Undergraduate Seminar: Europe in Asia: The Visual Culture of Colonialism, 1500-1850
Friday | 2:00 - 5:00pm
Spices. Porcelain. Silk. Diamonds. Asia was seen as the exotic other and a land of astonishing wealth in European accounts of travel, trade, and empire from the Roman times onwards. But it was only in the 16th century that European presence in Asia vastly increased with the development of new technologies of maritime trade and the rise of a mercantile economy in Europe. Over the next three hundred years, trading companies based in England, France, Spain, Portugal, and the Netherlands expanded their influence in South Asia (contemporary India, Pakistan, Sri Lanka, Afghanistan, and Bangladesh), Southeast Asia (contemporary Philippines, Malaysia, Indonesia, Thailand, Cambodia, Singapore, and Vietnam), China, and Japan through trade and colonial occupation.
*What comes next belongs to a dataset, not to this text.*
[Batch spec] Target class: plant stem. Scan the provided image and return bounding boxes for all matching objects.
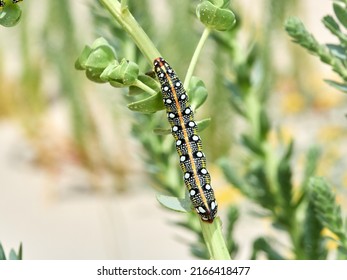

Focusing on Europe in Asia in the age of colonialism (otherwise known as the age of exploration), the seminar will examine how European technologies, materials, scientific knowledge, artistic and architecture styles, and attitudes were exported to Asia to reinforce European presence in the continent. We will study how European objects and techniques were, in turn, transformed, subverted, and restyled by indigenous actors as a form of resistance and subversion. This emphasis on cross-cultural encounters will lead us to analyze the ways in which objects from Asia simultaneously reshaped the cultural worlds of Europe, thus challenging the insularity of the concept of both “Asian” and “European” art.
This course fulfills the following Major requirements: Geographical area (B) and Chronological period (II), based on the topic of the final research paper or project.